IMF warns risks in adding legislation, says could prolong process for restructuring countries
The International Monetary Fund (IMF) warns that proposed New York (NY) legislation on adding legality to debt restructuring would risk complicating and prolonging debt restructurings in countries such as Sri Lanka.
Accordingly, speaking to Bloomberg, an IMF spokesperson said that the bill which the lawmakers in New York are pushing to change the way sovereign debt overhauls are carried out after a country defaults, would introduce “significant uncertainty” into the existing debt restructuring architecture, although the legislation would add more order to the process.
“They may lead to negative impacts on the timeliness and predictability of the sovereign debt restructuring process,” the Fund representative told Bloomberg.
According to the IMF spokesperson, one proposal would create a bankruptcy-like adjustment process under NY law. “These impacts need to be carefully considered in consultation with all stakeholders,” the spokesperson added.
The IMF has not made any formal recommendations on the matter, the spokesperson said the Fund’s Board has backed a contractual approach to debt restructurings which includes covenants known as collective action clauses.
The warning adds a powerful institutional voice to an increasingly contentious issue that has pitted Wall Street against a cadre of politicians, activists, labour unions and charities backing the legislation. Impact on markets has so far been limited–the bills have yet to be scheduled for a vote and the New York legislative session ends 6 June.
At stake is a key part of the business of emerging-market debt investing. Roughly, United States dollars ($) 800 billion of outstanding hard-currency bonds sold by developing nations are governed by New York law, making the State the foremost jurisdiction for sovereign debt issuance.
Under current practice, investors holding those bonds negotiate a settlement with governments after they default.
Lately, however, developing nations have struggled to reach agreements with various creditors, including bondholders, bilateral lenders, and international banks. Recent restructurings in Suriname, Sri Lanka, and Zambia stretched for years.
The bills seek to introduce legal oversight to the process. One of them, the Sovereign Debt Stability Act, would limit the amount bondholders can recoup in the process. Wall Street has rejected the proposals, claiming they would lead to higher upfront borrowing costs for poor nations.
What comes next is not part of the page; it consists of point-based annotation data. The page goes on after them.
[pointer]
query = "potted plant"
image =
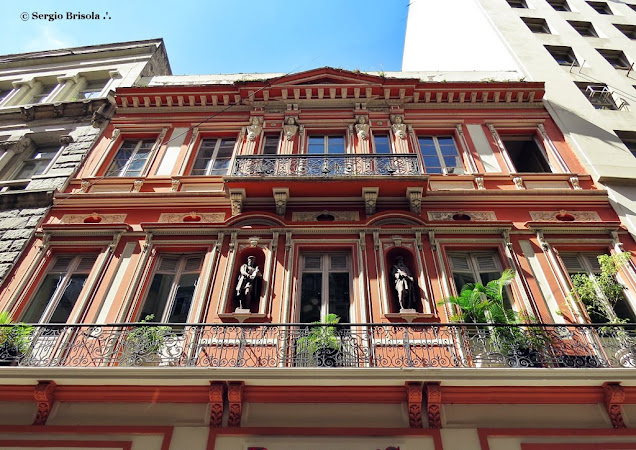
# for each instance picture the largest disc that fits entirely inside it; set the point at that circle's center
(144, 343)
(502, 345)
(15, 339)
(321, 346)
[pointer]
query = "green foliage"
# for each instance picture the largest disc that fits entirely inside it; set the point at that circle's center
(147, 339)
(600, 292)
(320, 337)
(15, 337)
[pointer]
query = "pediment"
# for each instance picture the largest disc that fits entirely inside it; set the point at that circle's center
(327, 76)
The Chief Economist of the World Bank Group Indermit Gill and a veteran restructuring attorney Lee Buchhei wrote in a blog post last week that while some of the proposals could help ensure losses are equally shared between private bondholders and public creditors–like foreign governments–the language of the bills need to be tweaked.
The proposed legislation “isn’t exactly surgical in its scope,” they wrote, saying the bills should be worded in a way that limits which countries are eligible, and details what “burden-sharing standards” will mean in practice.
“We believe these flaws may yet be salvaged. There is significant value in limiting how much a creditor can collect in a legal proceeding against a low-income country participating in a consensual debt-workout process,” they wrote.